Пётр Андреевич даже голос изменил и зашептал дружески, словно таясь от верзилы-гвардейца, шумевшего в буфетной:
— Али ты, царевич, не ведаешь, что мы, Толстые, не какие-нибудь безродные новики, а все древнего доброго рода — тётке твоей, царице Марфе Матвеевне Апраксиной, второй жене покойного государя Фёдора Алексеевича, прямая родня. Батюшке твоему мы, само собой, верны, но ведь и тебе, государь-царевич, всегда добрую службу сослужим! Потому верь: ради всех наших старых родов советую — повернись в Москву! Ну, отречёшься ты от престола — так ведь тебя даже в монастырь ныне не постригут. Живи со своей любой в деревне, жди свой час. И помни: за тебя все старые роды. А умрёт государь — у нас на Москве, сам ведаешь, твёрдое правило: старший в роде равен воеводе! Никто о твоём отказе от шапки Мономаха и не вспомнит, потому как все знать будут, что ты к тому отцом был принуждён. И верь мне, позовут ещё тебя боярские роды на царство! А здесь долго не спрячешься. Виделся я проездом сюда в Вене с министрами цесарскими: и с канцлером графом Зинцендорфом, и с самым знатным воином, принцем Евгением Савойским. Оба в один голос твердят, что цесарь никакой защиты тебе не даст и в конце концов выдаст тебя отцу. Так что думай, царевич, думай!
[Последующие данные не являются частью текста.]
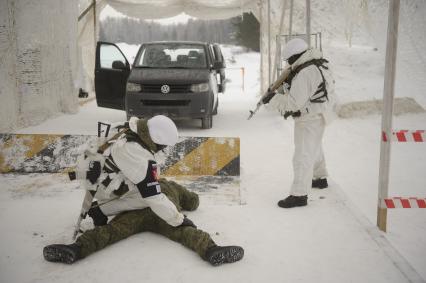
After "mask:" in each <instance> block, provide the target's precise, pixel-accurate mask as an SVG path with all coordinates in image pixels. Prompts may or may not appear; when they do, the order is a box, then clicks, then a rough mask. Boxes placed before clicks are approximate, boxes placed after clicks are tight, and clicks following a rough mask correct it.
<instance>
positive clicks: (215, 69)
mask: <svg viewBox="0 0 426 283" xmlns="http://www.w3.org/2000/svg"><path fill="white" fill-rule="evenodd" d="M223 68H224V66H223V62H220V61H216V62H214V63H213V69H215V70H220V69H223Z"/></svg>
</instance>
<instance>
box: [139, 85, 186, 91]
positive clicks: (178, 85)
mask: <svg viewBox="0 0 426 283" xmlns="http://www.w3.org/2000/svg"><path fill="white" fill-rule="evenodd" d="M163 85H164V84H161V85H160V84H155V85H142V92H147V93H161V87H162V86H163ZM168 86H169V87H170V93H185V92H190V85H168Z"/></svg>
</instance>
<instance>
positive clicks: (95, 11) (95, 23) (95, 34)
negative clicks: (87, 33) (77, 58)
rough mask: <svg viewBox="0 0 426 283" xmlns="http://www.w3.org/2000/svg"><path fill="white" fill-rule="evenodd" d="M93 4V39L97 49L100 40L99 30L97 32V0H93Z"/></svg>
mask: <svg viewBox="0 0 426 283" xmlns="http://www.w3.org/2000/svg"><path fill="white" fill-rule="evenodd" d="M92 5H93V40H94V42H95V50H96V44H97V41H98V37H97V32H96V0H92Z"/></svg>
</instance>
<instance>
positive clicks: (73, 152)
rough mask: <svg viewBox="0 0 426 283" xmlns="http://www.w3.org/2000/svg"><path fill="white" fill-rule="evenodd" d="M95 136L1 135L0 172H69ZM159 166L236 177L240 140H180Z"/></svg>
mask: <svg viewBox="0 0 426 283" xmlns="http://www.w3.org/2000/svg"><path fill="white" fill-rule="evenodd" d="M97 139H98V138H97V137H96V136H85V135H50V134H41V135H35V134H0V172H1V173H61V172H67V171H70V170H72V168H73V167H74V166H75V164H76V161H77V157H78V155H79V154H81V152H83V150H84V148H85V145H86V144H87V143H96V142H97ZM165 152H166V156H165V158H164V160H163V161H162V162H159V163H160V167H161V175H163V176H182V175H185V176H205V175H210V176H239V175H240V140H239V138H228V137H226V138H217V137H215V138H213V137H210V138H207V137H181V138H180V141H179V143H177V144H176V145H175V146H173V147H170V148H168V149H167V150H166V151H165Z"/></svg>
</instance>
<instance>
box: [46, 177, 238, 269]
mask: <svg viewBox="0 0 426 283" xmlns="http://www.w3.org/2000/svg"><path fill="white" fill-rule="evenodd" d="M159 182H160V185H161V189H162V192H163V193H164V194H165V195H166V196H167V198H168V199H169V200H170V201H171V202H173V204H174V205H175V206H176V208H177V209H178V210H179V211H181V210H187V211H193V210H195V209H197V208H198V205H199V198H198V195H197V194H196V193H194V192H191V191H189V190H187V189H186V188H185V187H183V186H181V185H179V184H177V183H175V182H171V181H167V180H165V179H160V180H159ZM145 231H149V232H153V233H158V234H161V235H163V236H165V237H167V238H169V239H171V240H173V241H175V242H178V243H181V244H182V245H184V246H185V247H187V248H189V249H191V250H193V251H195V252H196V253H198V254H199V255H200V257H201V258H202V259H203V260H205V261H207V262H209V263H210V264H212V265H213V266H217V265H221V264H223V263H232V262H236V261H239V260H241V259H242V258H243V256H244V249H243V248H242V247H240V246H218V245H217V244H216V243H215V242H214V241H213V240H212V238H211V237H210V235H209V234H208V233H206V232H204V231H202V230H200V229H197V228H196V226H195V225H192V226H177V227H173V226H171V225H169V224H168V223H167V222H166V221H165V220H163V219H161V218H160V217H159V216H158V215H157V214H155V213H154V212H153V211H152V210H151V209H150V208H145V209H140V210H133V211H127V212H123V213H120V214H119V215H117V216H115V217H114V218H113V219H112V220H111V221H110V222H109V223H108V224H106V225H101V226H96V227H95V228H94V229H92V230H88V231H86V232H84V233H83V234H82V235H81V236H80V237H78V238H77V240H76V242H75V243H73V244H70V245H62V244H54V245H49V246H46V247H45V248H44V249H43V256H44V258H45V259H46V260H47V261H51V262H63V263H68V264H71V263H74V262H75V261H77V260H80V259H82V258H85V257H87V256H89V255H90V254H92V253H94V252H96V251H98V250H101V249H103V248H105V247H107V246H109V245H111V244H113V243H116V242H118V241H120V240H123V239H125V238H127V237H129V236H132V235H134V234H137V233H141V232H145Z"/></svg>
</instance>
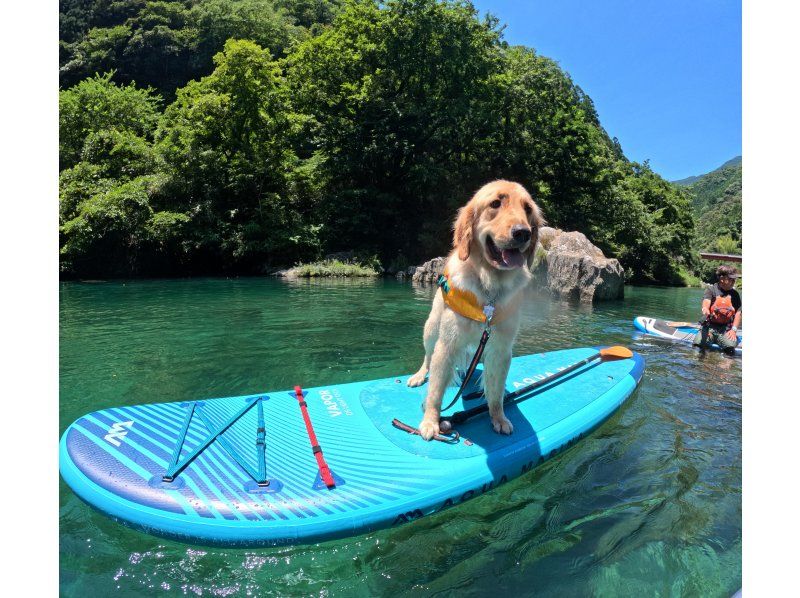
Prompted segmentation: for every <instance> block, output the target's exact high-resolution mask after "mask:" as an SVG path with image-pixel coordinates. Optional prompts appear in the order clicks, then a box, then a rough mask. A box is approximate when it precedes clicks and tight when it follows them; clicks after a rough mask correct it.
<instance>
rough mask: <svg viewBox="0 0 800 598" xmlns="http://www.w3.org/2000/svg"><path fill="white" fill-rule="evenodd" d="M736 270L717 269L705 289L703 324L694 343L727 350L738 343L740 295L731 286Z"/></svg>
mask: <svg viewBox="0 0 800 598" xmlns="http://www.w3.org/2000/svg"><path fill="white" fill-rule="evenodd" d="M737 278H739V272H738V270H736V268H734V267H733V266H720V267H719V268H717V282H716V283H715V284H713V285H711V286H709V287H708V288H706V291H705V294H704V295H703V303H702V305H701V310H702V312H703V318H704V321H703V325H702V327H701V329H700V332H698V333H697V335H696V336H695V337H694V341H693V342H694V344H695V345H698V346H700V347H705V346H707V345H709V344H712V343H716V344H717V345H719V347H720V348H722V349H723V350H725V351H726V352H728V353H731V352H733V350H734V349H735V348H736V345H738V344H739V339H738V331H739V326H740V325H741V323H742V298H741V297H740V296H739V292H738V291H737V290H736V289H735V288H733V287H734V286H735V285H736V279H737Z"/></svg>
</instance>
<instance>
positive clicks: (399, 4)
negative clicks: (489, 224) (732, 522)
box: [59, 0, 694, 283]
mask: <svg viewBox="0 0 800 598" xmlns="http://www.w3.org/2000/svg"><path fill="white" fill-rule="evenodd" d="M60 7H61V35H60V37H61V41H60V47H61V73H60V75H61V92H60V113H59V118H60V165H61V175H60V222H61V227H60V233H61V258H62V259H61V265H62V273H63V274H64V275H65V276H138V275H166V274H171V275H174V274H181V275H184V274H199V273H204V274H206V273H209V274H218V273H247V272H262V271H264V269H265V268H267V267H269V266H274V265H285V264H291V263H293V262H296V261H298V260H308V259H315V258H318V257H319V256H320V255H322V254H323V253H325V252H326V251H335V250H355V251H356V252H358V253H360V254H361V255H364V256H373V255H374V256H377V257H378V258H379V259H380V260H381V261H382V262H383V264H384V265H386V266H390V265H392V264H394V265H403V264H406V263H409V262H411V263H413V262H415V261H419V260H423V259H428V258H430V257H433V256H435V255H441V254H443V253H445V252H446V251H447V250H448V247H449V244H450V239H451V235H452V232H451V223H452V219H453V216H454V214H455V210H456V209H457V208H458V207H459V206H460V205H462V204H463V203H464V202H465V201H466V200H467V199H468V198H469V197H470V196H471V195H472V194H473V193H474V191H475V190H476V189H477V188H478V187H480V186H481V185H482V184H484V183H486V182H487V181H489V180H492V179H495V178H500V177H503V178H509V179H513V180H517V181H519V182H521V183H522V184H523V185H525V186H526V187H527V188H528V189H529V190H530V191H531V192H532V194H533V195H534V197H535V199H536V200H537V201H538V202H539V203H540V204H541V205H542V207H543V209H544V212H545V216H546V218H547V219H548V221H549V222H550V224H551V225H553V226H557V227H561V228H564V229H568V230H580V231H582V232H584V233H586V235H587V236H588V237H589V238H590V239H591V240H592V241H593V242H595V243H596V244H598V245H599V246H600V247H601V248H602V249H603V250H605V251H606V252H607V253H608V254H611V255H613V256H616V257H618V258H619V259H620V260H621V262H622V264H623V265H624V266H625V268H626V272H627V273H628V275H629V277H630V278H631V279H633V280H642V281H658V282H667V283H674V282H679V281H680V274H681V273H682V272H685V271H686V270H687V269H689V268H690V267H691V266H692V265H693V264H694V259H693V257H692V235H693V226H694V225H693V216H692V209H691V205H690V203H689V196H688V194H687V193H686V192H685V191H684V190H682V189H681V188H678V187H676V186H674V185H671V184H669V183H668V182H667V181H665V180H664V179H662V178H661V177H659V176H658V175H657V174H655V173H654V172H653V171H652V170H651V169H650V168H649V165H648V164H647V163H645V164H637V163H634V162H630V161H629V160H627V159H626V158H625V156H624V153H623V151H622V148H621V147H620V146H619V144H618V143H617V142H616V140H615V139H612V138H610V137H609V135H608V134H607V133H606V131H605V130H604V129H603V128H602V126H601V124H600V122H599V119H598V116H597V113H596V111H595V109H594V106H593V103H592V101H591V99H590V98H589V97H588V96H587V95H586V94H585V93H584V92H583V91H582V90H581V89H580V87H579V86H578V85H576V84H575V83H574V82H573V81H572V80H571V78H570V76H569V75H568V74H567V73H566V72H564V71H563V70H561V69H560V68H559V66H558V65H557V63H556V62H555V61H553V60H551V59H550V58H547V57H544V56H540V55H539V54H537V53H536V51H535V50H534V49H532V48H526V47H512V46H509V45H508V44H507V43H506V42H505V41H504V40H503V36H502V33H501V32H502V26H501V25H500V23H498V22H497V21H496V20H495V19H493V18H491V17H488V18H479V17H478V14H477V11H476V10H475V9H474V7H473V6H472V5H471V4H470V3H469V2H466V1H461V0H445V1H436V0H389V1H386V2H375V1H373V0H341V1H340V0H180V1H175V0H172V1H170V0H162V1H156V2H153V1H146V0H130V1H121V0H73V1H62V2H61V4H60Z"/></svg>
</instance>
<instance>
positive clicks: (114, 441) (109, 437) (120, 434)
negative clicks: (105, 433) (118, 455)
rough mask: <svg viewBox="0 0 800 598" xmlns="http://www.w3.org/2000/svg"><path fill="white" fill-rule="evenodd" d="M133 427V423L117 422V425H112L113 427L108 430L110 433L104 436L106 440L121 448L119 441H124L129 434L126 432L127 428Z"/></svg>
mask: <svg viewBox="0 0 800 598" xmlns="http://www.w3.org/2000/svg"><path fill="white" fill-rule="evenodd" d="M132 425H133V422H132V421H126V422H117V423H115V424H112V425H111V427H110V428H109V429H108V433H107V434H106V435H105V436H104V440H107V441H108V442H110V443H111V444H113V445H114V446H119V445H120V442H119V441H120V440H123V439H124V438H125V435H126V434H127V433H128V430H126V429H125V428H128V429H130V427H131V426H132Z"/></svg>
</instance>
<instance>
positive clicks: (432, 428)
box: [419, 417, 439, 440]
mask: <svg viewBox="0 0 800 598" xmlns="http://www.w3.org/2000/svg"><path fill="white" fill-rule="evenodd" d="M438 434H439V422H438V421H435V420H432V419H429V418H427V417H426V418H423V420H422V421H421V422H420V423H419V435H420V436H422V438H424V439H425V440H430V439H431V438H433V437H434V436H437V435H438Z"/></svg>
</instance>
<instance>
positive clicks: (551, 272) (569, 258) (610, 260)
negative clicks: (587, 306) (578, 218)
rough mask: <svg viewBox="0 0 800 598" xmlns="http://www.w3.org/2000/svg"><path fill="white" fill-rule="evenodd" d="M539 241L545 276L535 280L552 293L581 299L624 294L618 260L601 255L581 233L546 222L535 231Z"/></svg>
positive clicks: (623, 282)
mask: <svg viewBox="0 0 800 598" xmlns="http://www.w3.org/2000/svg"><path fill="white" fill-rule="evenodd" d="M539 242H540V243H541V246H542V249H543V250H544V251H546V252H547V255H546V256H545V258H544V260H545V263H546V264H547V276H546V277H544V278H545V279H546V280H542V277H541V276H540V277H538V278H537V280H538V281H539V284H540V286H545V287H546V288H547V290H548V291H549V292H550V293H551V294H552V295H554V296H556V297H560V298H563V299H571V300H579V301H581V302H583V303H591V302H593V301H605V300H608V299H621V298H622V297H623V296H624V288H625V287H624V284H625V275H624V271H623V269H622V266H621V265H620V263H619V260H616V259H614V258H607V257H605V256H604V255H603V252H602V251H601V250H600V249H599V248H597V247H596V246H595V245H593V244H592V243H591V241H589V239H587V238H586V235H584V234H583V233H579V232H577V231H573V232H564V231H562V230H559V229H553V228H550V227H547V226H546V227H542V228H541V229H540V231H539Z"/></svg>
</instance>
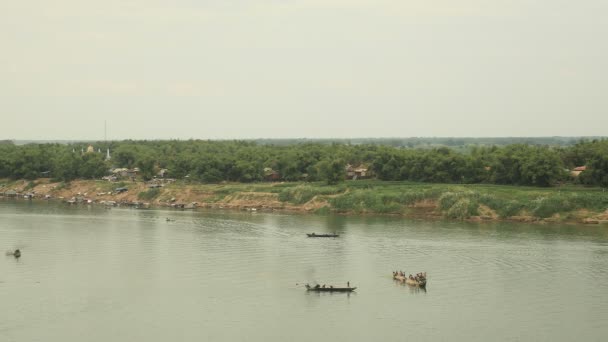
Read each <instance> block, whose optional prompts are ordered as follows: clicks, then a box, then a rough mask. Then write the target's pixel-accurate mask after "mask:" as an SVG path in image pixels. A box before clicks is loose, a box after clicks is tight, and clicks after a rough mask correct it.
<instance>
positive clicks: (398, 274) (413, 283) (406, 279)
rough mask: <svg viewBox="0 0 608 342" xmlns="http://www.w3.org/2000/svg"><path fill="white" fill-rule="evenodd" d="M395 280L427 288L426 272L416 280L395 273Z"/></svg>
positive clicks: (393, 274) (412, 284)
mask: <svg viewBox="0 0 608 342" xmlns="http://www.w3.org/2000/svg"><path fill="white" fill-rule="evenodd" d="M393 279H395V280H398V281H401V282H404V283H406V284H408V285H412V286H419V287H425V286H426V272H424V275H423V276H422V277H416V278H414V279H410V278H409V277H406V276H402V275H400V274H394V273H393Z"/></svg>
С тем Толстой и откланялся. Вечером же он отписал Петру о царевиче: «Мы нашли его в великом страхе, о чём ежели подробно вашему величеству доносить, потребно будет много времени и бумаги, но кратко доносим, что был он в том мнении, будто мы присланы его убить, а больше опасался капитана Румянцева».